Awful take. For starters, GOP-dominated counties tend to have smaller populations, which means less available labor to exploit for profit, and fewer jobs - of fucking course their GDPs are going to be smaller! What is even the point of looking at aggregate GDP (which corresponds to local capitalist profits more than anything worker-related with the post-1970s wage-productivity divergence), and then drawing a conclusion about the work ethic of the average person in each county? This person isn't even citing per capita data, which would control for the fact that there are just more people in the dense urban counties where, of course, Dems tend to do better!
(Relevant xkcd: https://xkcd.com/1138/)
If they wanted to make a point like "Republican voters don't work", they should have looked at unemployment insurance claims by county, or any of the U3, U6, or labor force participation rate.
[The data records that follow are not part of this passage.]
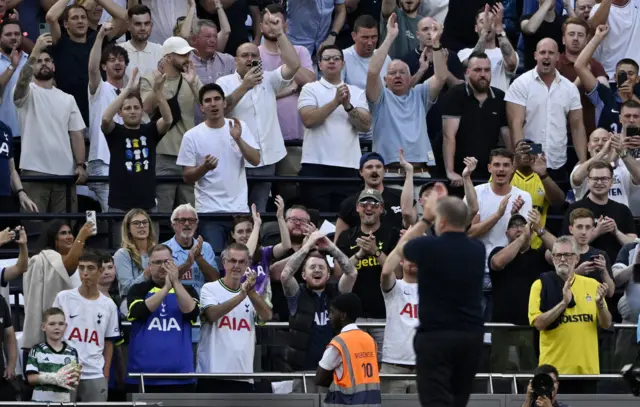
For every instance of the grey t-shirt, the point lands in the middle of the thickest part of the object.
(406, 40)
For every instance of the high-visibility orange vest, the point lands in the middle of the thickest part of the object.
(360, 381)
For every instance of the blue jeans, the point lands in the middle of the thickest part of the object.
(216, 233)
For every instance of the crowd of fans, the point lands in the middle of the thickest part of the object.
(540, 97)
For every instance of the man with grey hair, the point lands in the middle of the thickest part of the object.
(207, 61)
(449, 340)
(195, 257)
(567, 309)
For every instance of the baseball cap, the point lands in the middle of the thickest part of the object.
(516, 217)
(370, 193)
(176, 45)
(371, 156)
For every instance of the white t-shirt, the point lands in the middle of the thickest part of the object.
(89, 324)
(98, 103)
(258, 108)
(334, 142)
(146, 60)
(620, 189)
(46, 117)
(488, 203)
(500, 78)
(226, 346)
(402, 320)
(225, 188)
(624, 35)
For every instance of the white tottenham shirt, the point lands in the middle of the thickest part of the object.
(228, 344)
(401, 303)
(89, 324)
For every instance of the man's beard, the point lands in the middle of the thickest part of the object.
(44, 76)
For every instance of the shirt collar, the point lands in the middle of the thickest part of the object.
(350, 327)
(469, 90)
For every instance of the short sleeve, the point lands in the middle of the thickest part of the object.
(76, 122)
(358, 98)
(517, 92)
(534, 301)
(307, 98)
(576, 104)
(187, 153)
(113, 330)
(207, 297)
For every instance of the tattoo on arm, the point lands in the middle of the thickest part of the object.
(289, 284)
(22, 87)
(343, 261)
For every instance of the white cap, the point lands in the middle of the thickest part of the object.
(176, 45)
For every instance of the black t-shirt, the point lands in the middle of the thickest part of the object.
(392, 217)
(5, 322)
(450, 275)
(237, 16)
(512, 285)
(616, 211)
(72, 76)
(367, 285)
(132, 168)
(596, 275)
(551, 30)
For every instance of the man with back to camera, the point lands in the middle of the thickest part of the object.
(567, 309)
(449, 339)
(213, 157)
(310, 329)
(350, 358)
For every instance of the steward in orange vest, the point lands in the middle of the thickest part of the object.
(349, 365)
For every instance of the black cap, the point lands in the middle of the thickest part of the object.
(515, 218)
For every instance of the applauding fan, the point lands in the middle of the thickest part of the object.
(132, 172)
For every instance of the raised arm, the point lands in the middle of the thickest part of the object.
(284, 246)
(374, 83)
(107, 124)
(53, 17)
(95, 79)
(532, 25)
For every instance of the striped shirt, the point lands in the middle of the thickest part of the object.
(44, 359)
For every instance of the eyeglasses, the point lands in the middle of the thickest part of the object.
(369, 204)
(604, 180)
(182, 221)
(298, 220)
(559, 256)
(331, 58)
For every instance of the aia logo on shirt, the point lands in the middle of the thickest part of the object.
(411, 310)
(235, 324)
(88, 336)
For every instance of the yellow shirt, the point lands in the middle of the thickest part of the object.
(533, 185)
(573, 346)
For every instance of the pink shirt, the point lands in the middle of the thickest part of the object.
(288, 115)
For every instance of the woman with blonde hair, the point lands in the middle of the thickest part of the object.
(132, 259)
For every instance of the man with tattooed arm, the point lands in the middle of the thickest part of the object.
(310, 329)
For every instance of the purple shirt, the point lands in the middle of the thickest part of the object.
(288, 115)
(209, 70)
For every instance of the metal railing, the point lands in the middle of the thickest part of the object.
(490, 377)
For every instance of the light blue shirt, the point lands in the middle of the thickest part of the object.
(400, 122)
(180, 254)
(310, 22)
(8, 112)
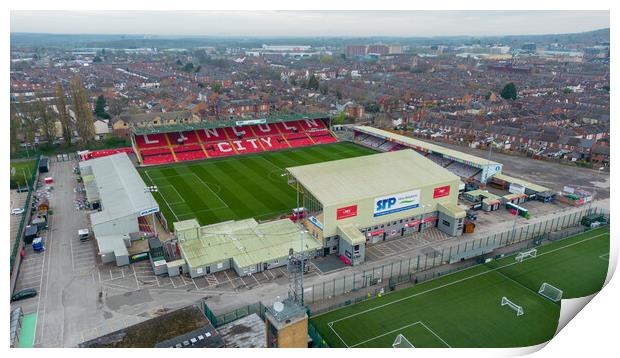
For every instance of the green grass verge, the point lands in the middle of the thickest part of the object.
(463, 309)
(236, 188)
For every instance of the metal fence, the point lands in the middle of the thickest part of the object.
(401, 271)
(222, 319)
(26, 215)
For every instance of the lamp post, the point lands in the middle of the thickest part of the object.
(152, 189)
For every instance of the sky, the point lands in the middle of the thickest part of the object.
(310, 23)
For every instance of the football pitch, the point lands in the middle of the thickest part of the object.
(464, 309)
(243, 187)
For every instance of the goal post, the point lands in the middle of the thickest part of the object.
(525, 254)
(514, 306)
(550, 292)
(402, 342)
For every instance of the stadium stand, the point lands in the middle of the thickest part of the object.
(199, 144)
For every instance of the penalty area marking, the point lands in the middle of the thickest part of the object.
(397, 330)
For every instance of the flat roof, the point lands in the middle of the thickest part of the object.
(535, 187)
(246, 242)
(450, 153)
(348, 180)
(116, 182)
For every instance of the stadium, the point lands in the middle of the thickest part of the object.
(242, 173)
(245, 196)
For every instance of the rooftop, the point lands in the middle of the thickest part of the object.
(348, 180)
(116, 182)
(434, 148)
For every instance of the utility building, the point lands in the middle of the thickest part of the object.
(353, 202)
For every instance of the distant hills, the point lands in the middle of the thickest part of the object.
(42, 40)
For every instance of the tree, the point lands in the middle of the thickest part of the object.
(313, 83)
(14, 129)
(63, 116)
(100, 105)
(83, 116)
(46, 119)
(29, 125)
(509, 91)
(116, 105)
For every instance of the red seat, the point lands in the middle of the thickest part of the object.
(150, 140)
(289, 127)
(211, 135)
(311, 124)
(265, 129)
(274, 142)
(188, 138)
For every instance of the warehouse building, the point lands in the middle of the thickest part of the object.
(245, 246)
(353, 202)
(114, 187)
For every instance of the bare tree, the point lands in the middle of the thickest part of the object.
(46, 118)
(63, 115)
(83, 116)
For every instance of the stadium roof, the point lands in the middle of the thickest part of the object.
(534, 187)
(429, 147)
(246, 242)
(275, 117)
(116, 182)
(348, 180)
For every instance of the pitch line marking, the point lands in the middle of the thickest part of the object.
(459, 281)
(163, 197)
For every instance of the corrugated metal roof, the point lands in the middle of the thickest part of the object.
(118, 185)
(246, 242)
(523, 183)
(348, 180)
(466, 158)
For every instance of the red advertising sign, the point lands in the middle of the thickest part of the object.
(441, 192)
(346, 212)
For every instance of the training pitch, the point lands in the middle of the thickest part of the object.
(249, 186)
(463, 309)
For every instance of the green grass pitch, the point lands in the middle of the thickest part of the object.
(463, 309)
(236, 188)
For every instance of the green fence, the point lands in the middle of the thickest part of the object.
(26, 215)
(222, 319)
(419, 265)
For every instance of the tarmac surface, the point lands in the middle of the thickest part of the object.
(80, 298)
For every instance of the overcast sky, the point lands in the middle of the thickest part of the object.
(310, 23)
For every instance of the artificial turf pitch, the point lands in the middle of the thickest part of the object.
(463, 309)
(249, 186)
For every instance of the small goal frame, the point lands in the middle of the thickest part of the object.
(546, 289)
(514, 306)
(523, 255)
(402, 342)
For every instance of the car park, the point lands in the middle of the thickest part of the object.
(23, 294)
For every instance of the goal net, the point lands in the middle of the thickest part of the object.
(551, 292)
(514, 306)
(522, 255)
(402, 342)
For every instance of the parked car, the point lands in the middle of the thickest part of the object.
(23, 294)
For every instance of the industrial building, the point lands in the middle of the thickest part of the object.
(116, 190)
(246, 246)
(353, 202)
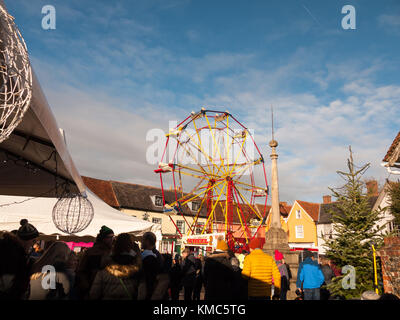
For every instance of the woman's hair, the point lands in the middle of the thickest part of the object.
(123, 243)
(58, 253)
(13, 263)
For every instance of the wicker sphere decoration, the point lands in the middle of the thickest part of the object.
(72, 213)
(15, 76)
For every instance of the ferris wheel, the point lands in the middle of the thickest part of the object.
(217, 172)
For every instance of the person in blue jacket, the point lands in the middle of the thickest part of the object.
(311, 278)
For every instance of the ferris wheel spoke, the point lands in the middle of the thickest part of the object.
(237, 157)
(209, 159)
(194, 195)
(201, 147)
(196, 170)
(246, 166)
(213, 208)
(215, 143)
(193, 157)
(198, 214)
(241, 224)
(250, 206)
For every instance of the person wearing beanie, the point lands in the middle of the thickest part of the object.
(370, 295)
(175, 275)
(93, 260)
(27, 233)
(259, 269)
(285, 285)
(306, 254)
(152, 262)
(188, 273)
(311, 278)
(219, 274)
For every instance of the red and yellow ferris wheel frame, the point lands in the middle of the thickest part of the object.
(215, 157)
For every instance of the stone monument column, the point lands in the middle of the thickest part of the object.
(276, 238)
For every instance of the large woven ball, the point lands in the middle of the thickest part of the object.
(15, 76)
(72, 214)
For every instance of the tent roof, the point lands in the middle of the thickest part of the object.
(38, 211)
(38, 143)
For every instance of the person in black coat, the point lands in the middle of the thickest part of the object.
(218, 274)
(328, 275)
(198, 283)
(152, 262)
(175, 275)
(188, 273)
(239, 286)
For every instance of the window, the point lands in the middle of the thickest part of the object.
(299, 232)
(158, 201)
(195, 206)
(199, 227)
(215, 227)
(181, 226)
(156, 220)
(327, 229)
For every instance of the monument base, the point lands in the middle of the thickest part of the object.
(277, 239)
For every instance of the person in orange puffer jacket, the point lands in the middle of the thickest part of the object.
(259, 268)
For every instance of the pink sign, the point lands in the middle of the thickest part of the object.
(72, 244)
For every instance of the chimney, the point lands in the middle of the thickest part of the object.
(372, 188)
(326, 199)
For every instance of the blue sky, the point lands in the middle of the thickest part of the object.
(112, 70)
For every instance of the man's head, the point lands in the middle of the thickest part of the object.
(106, 236)
(222, 245)
(185, 253)
(149, 241)
(27, 233)
(314, 256)
(307, 254)
(255, 244)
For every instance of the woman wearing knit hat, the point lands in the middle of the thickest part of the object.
(57, 256)
(258, 269)
(284, 275)
(218, 274)
(27, 233)
(94, 260)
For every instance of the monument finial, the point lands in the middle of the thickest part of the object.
(273, 143)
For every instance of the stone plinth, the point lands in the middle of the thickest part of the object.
(390, 258)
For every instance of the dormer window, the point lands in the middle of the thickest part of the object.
(195, 206)
(158, 201)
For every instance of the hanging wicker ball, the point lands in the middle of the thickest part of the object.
(72, 213)
(15, 76)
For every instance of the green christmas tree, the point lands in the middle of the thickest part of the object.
(394, 202)
(355, 230)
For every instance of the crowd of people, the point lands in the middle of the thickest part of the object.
(116, 268)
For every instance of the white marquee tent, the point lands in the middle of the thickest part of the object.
(38, 211)
(35, 162)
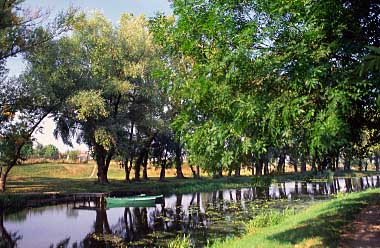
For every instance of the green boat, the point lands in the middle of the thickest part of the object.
(133, 201)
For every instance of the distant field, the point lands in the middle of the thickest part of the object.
(72, 178)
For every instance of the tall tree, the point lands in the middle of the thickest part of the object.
(22, 106)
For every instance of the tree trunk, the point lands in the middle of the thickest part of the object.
(259, 167)
(360, 164)
(220, 172)
(313, 165)
(337, 162)
(163, 169)
(295, 164)
(138, 164)
(281, 163)
(266, 166)
(347, 163)
(237, 171)
(3, 177)
(303, 164)
(230, 172)
(253, 166)
(193, 171)
(178, 161)
(103, 159)
(145, 166)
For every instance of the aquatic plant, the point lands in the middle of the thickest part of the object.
(181, 242)
(268, 218)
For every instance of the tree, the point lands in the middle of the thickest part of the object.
(255, 76)
(21, 33)
(51, 152)
(109, 67)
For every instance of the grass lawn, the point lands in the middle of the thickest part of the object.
(318, 226)
(75, 178)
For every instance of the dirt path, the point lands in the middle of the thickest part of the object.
(364, 231)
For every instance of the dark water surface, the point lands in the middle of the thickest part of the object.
(201, 215)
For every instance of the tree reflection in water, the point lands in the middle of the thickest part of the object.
(202, 215)
(8, 239)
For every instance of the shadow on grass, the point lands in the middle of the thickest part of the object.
(171, 185)
(328, 224)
Most of these data should be available from the BLS.
Regarding the Brookings Institute article that produced this infographic, which has its own different problems, they use this statistic to comment on the same old portrait of a rural-urban economic divide manifesting in divergent propensities to support different parties, aka shit we knew already (with some classic conflation between Dems/libs and the left-leaning voters they hold hostage):
The problem—as we have witnessed over the past decade and are likely to continue seeing—is not only that Democrats and Republicans disagree on issues of culture, identity, and power, but that they represent radically different swaths of the economy. Democrats represent [sic] voters who overwhelmingly reside in the nation’s diverse economic centers, and thus tend to prioritize housing affordability [sic], an improved social safety net [sic], transportation infrastructure [sic], and racial justice [sic]. Jobs in blue America also disproportionately rely on national R&D investment, technology leadership, and services exports.
By contrast, Republicans represent an economic base situated in the nation’s struggling small towns and rural areas. Prosperity there remains out of reach for many, and the party sees no reason to consider the priorities and needs of the nation’s metropolitan centers.